Император посмотрел на меня с сожалением.
– Вы не представляете, что это такое. Какое это не сравнимое ни с чем на свете чувство, когда вы на рассвете нетерпеливо вскакиваете на коня. Вокруг вас – несметные толпы, сотни тысяч вооруженных, сильных, храбрых, талантливых молодых мужчин, которые смотрят на тебя как на божество ясными преданными глазами и готовы умереть в любую секунду по твоей команде… Нет, ни одна штатская крыса даже не может этого себе представить… Я прожил сотни жизней…
– В таком случае, если вы не хотите каяться, мне стоит уйти. Но я могу и остаться, выслушать ваш рассказ. Например, о том, за что вы обидели отца всех католиков, доброго понтифика Пия, одного из самых достойных пап за последние века.
– Мне самому он был симпатичен. Казался человеком искренним, верующим, хотя и немного наивным для своего высокого положения. В то время я достиг вершины своего могущества, был всенародно любимым повелителем не только Франции, но и значительной части Италии. Мои солдаты легко могли взять Рим, Ватикан и всю Папскую область. Но я решил поступить иначе. Обещал папе оставить его владения, но потребовал взамен большое количество известных картин и прочих драгоценностей из его запасников. Золото я продал на нужды армии, а полотна выставил в Лувре. Также я попросил еще об одной безделице. Короновать меня и мою первую супругу Жозефину как императора и императрицу Франции. Он не посмел отказать. Во время коронации, правда, произошел забавный эпизод. Папа так долго что-то бубнил на латыни, что я не выдержал, выхватил из его рук корону и надел ее себе на голову сам, повергнув его и всех присутствовавших в изумление. Я не умею ждать долго. Время – это главная драгоценность. Оно не возвращается.
– Вы постоянно говорите о Франции. Но ведь вы родились на острове Корсика, в вас течет итальянская кровь.

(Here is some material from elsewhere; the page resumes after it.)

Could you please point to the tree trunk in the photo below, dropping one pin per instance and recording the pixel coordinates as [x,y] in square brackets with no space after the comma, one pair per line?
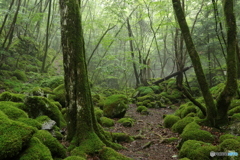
[230,89]
[211,108]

И даже говорите вы до сих пор, спустя годы, с сильным итальянским акцентом.
– Это правда. И в то же самое время я француз до самого мозга костей. Франция дала мне все. А я дал ей еще больше.
– Позвольте усомниться в этом утверждении. Целое поколение молодых французов полегло в ваших войнах, оказавшихся в итоге бесплодными, никому не нужными.
– Вы не понимаете, о чем говорите. Это была великая эпоха. Она создала всю нынешнюю Европу.
Наполеон впервые с начала разговора присел в одно из золоченных кресел.
– Вы не поверите, сколько раз самым невероятным образом судьба, рок, хранили меня в сражениях. Соратники вокруг меня падали замертво один за другим. Несколько коней подо мной были разорваны на части. Ядра и пули сотнями проносились мимо, едва не приглаживая мои волосы. А я отделался за все эти годы несколькими царапинами. В это невозможно поверить, если только не предположить, что само Провидение все эти годы вело меня к некоей великой цели.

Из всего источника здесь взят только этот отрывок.